Simone Balazard termine son enquête au Québec en abordant le théâtre sur commande. Elle se réfère à une publication du CEAD sur le sujet [1], un entretien réalisé par Claude Des Landes, en reprenant des éléments de la discussion entre les deux auteurs au sujet des commandes passées par l’École nationale de théâtre du Canada. Roland Lepage se dit stimulé par les contraintes portant sur le nombre d’acteurs et la durée ainsi que par les demandes relatives à la structure de la pièce (scènes à deux, par exemple). Balazard voit dans les initiatives québécoises d’atelier avec des non-professionnels et dans les commandes faites par des écoles de théâtre des modèles à explorer pour rapprocher l’auteur de son matériau de base, la Vie, et de la pratique du théâtre.

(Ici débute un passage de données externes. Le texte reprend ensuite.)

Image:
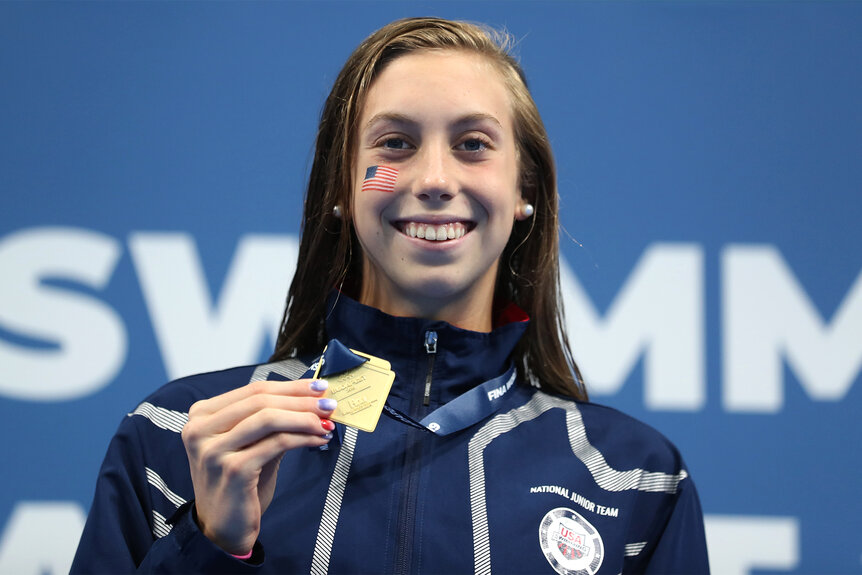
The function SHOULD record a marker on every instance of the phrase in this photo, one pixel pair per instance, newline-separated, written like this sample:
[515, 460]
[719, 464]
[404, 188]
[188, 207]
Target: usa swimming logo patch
[379, 179]
[570, 543]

En conclusion de son étude, Balazard plaide pour une grande école de théâtre qui ne serait pas réservée uniquement aux comédiens. C’est chose faite maintenant avec l’ENSATT qui propose des formations dans tous les métiers du théâtre, y compris l’écriture. [2] Aujourd’hui, la situation des auteurs en France est moins précaire et les relais de soutien à l’écriture se sont multipliés comme, par exemple, le Collectif à mots découverts et les Journées de Lyon des auteurs de Théâtre. Théâtre Ouvert est toujours actif, le Théâtre du Rond-Point se consacre lui aussi à la création contemporaine. Au Québec, le CEAD a fait disparaître le mot « essai » de son nom, au début des années 1990, considérant que la dramaturgie québécoise avait fait ses preuves, mais demeure pour ses membres auteurs un lieu essentiel de formation et d’exploration.

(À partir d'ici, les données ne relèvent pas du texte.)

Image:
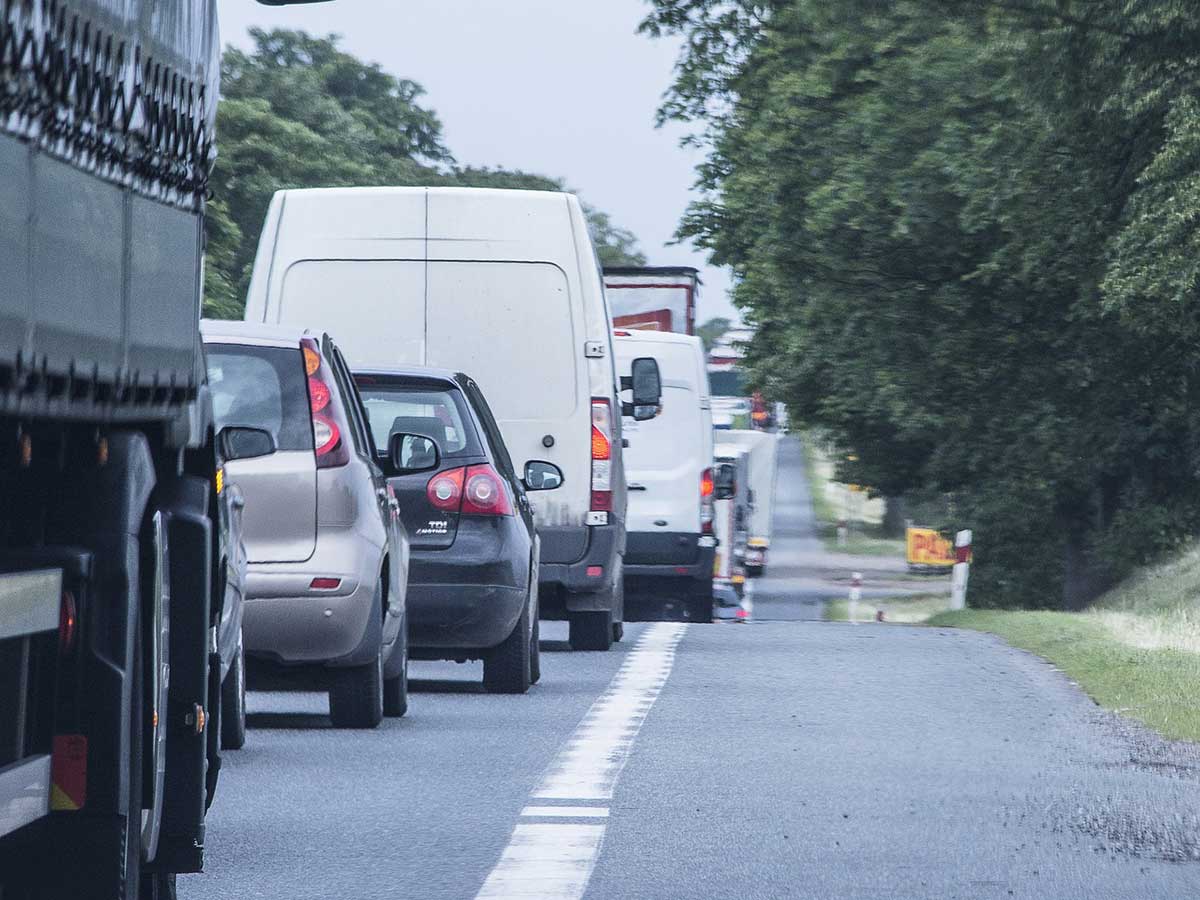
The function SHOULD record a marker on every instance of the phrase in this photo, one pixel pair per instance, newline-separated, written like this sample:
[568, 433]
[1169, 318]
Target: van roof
[402, 191]
[646, 335]
[223, 330]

Aujourd’hui, alors que la pratique théâtrale ne cesse d’évoluer, de se diversifier (théâtre postdramatique, écriture de plateau, écriture performative, spectacle multidisciplinaire et/ou multimédia, etc.), la question de la formation en écriture dramatique conserve toute sa pertinence. Il ne s’agit plus de se demander si une telle formation a sa raison d’être, mais plutôt de tenter de mieux la définir. Au Québec, par exemple, où le CEAD et l’École nationale de théâtre ont été des pionniers dans ce domaine, il faudrait sans doute observer l’évolution de cette formation, prendre la mesure de ce qui a été fait et analyser les outils qui ont été développés. Cette formation est née dans l’urgence de soutenir et de développer une dramaturgie nationale ; il serait intéressant de voir sur quel projet et sur quels critères la formation d’aujourd’hui prend appui.